Funds for neurosurgery jump in the South
Funds for neurosurgery chair jump
Southland contributions to the Chair in Neurosurgery Campaign jumped from less than $4000 for the month of April to more than $50,000 for the month of June, while a $150,000 donation from Invercargill this week further reflects the region's support of the Dunedin unit.
July figures for Southland weren't available yesterday, but the overall campaign total was at $2,516,258.80.
The goal is to have $3 million by Christmas.
Invercargill Licensing Trust general manager Greg Mulvey said yesterday the ILT and the ILT Foundation donation of $150,000 to special equipment in the Dunedin unit followed a long history of giving to specific medical needs in Southland.
Generally the ILT group was restricted to allocating grants within its territory, Mr Mulvey said, but it was clear the donation to the campaign - the region's largest so far - would benefit Invercargill patients.
Throughout the campaign Southern neurosurgery clinical director Martin MacFarlane has said that Southlanders made up about 50 per cent of the cases seen by both the Dunedin and Christchurch nodes of the South Island neurosurgical service. However, donations from the Southland region to the campaign have been overshadowed by Dunedin city.

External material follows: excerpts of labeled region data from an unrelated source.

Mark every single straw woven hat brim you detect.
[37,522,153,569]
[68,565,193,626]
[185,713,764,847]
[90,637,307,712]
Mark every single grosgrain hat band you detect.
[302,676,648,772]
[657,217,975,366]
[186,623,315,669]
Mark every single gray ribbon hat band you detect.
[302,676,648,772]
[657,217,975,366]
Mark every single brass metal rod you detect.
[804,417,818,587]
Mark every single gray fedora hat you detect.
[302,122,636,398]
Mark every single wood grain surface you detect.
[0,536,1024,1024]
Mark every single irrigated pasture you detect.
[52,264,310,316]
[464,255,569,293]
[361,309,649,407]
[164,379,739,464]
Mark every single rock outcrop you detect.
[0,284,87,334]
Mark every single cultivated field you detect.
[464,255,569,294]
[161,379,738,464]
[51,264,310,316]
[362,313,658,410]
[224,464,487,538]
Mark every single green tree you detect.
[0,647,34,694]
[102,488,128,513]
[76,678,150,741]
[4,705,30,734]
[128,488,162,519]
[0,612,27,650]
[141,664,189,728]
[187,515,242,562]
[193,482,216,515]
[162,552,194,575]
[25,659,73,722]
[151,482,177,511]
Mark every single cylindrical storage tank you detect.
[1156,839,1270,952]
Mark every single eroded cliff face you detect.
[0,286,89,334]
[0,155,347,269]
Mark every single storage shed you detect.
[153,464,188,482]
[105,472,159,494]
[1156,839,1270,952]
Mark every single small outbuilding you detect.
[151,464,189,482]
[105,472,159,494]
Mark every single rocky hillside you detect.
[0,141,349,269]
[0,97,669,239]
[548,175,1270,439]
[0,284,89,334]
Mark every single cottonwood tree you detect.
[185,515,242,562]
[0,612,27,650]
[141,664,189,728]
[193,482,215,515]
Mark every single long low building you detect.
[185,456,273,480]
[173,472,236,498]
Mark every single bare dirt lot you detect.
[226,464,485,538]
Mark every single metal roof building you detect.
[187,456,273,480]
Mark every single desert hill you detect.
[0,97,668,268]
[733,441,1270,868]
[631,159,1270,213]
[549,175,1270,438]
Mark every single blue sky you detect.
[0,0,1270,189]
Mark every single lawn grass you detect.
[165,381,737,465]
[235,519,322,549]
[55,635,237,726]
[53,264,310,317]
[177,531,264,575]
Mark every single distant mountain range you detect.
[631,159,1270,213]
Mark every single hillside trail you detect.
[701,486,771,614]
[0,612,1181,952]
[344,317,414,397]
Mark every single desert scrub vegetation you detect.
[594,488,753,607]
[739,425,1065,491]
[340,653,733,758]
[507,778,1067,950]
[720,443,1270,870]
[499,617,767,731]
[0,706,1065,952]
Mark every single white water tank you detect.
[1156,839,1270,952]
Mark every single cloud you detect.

When donations were first traced, numbers showed 75 per cent of the $2 million raised after the first 10 weeks came from Dunedin city, while Southland as a region had given 4 per cent.
After two months of touring Lion Clubs, community and church groups, hosting information afternoons around Southland, and organising envelope appeals through the Southland Times and Otago Daily Times, campaign manager Irene Mosley said she had seen a turnaround.
Yesterday, Mrs Mosley said numbers showed 54 per cent of the funds for June had come from Southland.
"It's been amazing going around Otago and Southland and seeing what they do. Some of these are groups that don't have much but they give at the level that they can."
The ILT group donation was going to specific medical equipment, not the endowment fund, so did not count towards the $3m target, she said.
The funding for stereotactic equipment purchased with ILT group funds would be used to treat lesions and tumours in the neurosurgery node at Dunedin.
Mr Mulvey said giving the money to specialist medical equipment was a "safer path" for the trust, he said.
"We were attracted to meeting that specific need . . . we always aim to listen to the community and it is clear the project to fund neurosurgery in the South is a priority."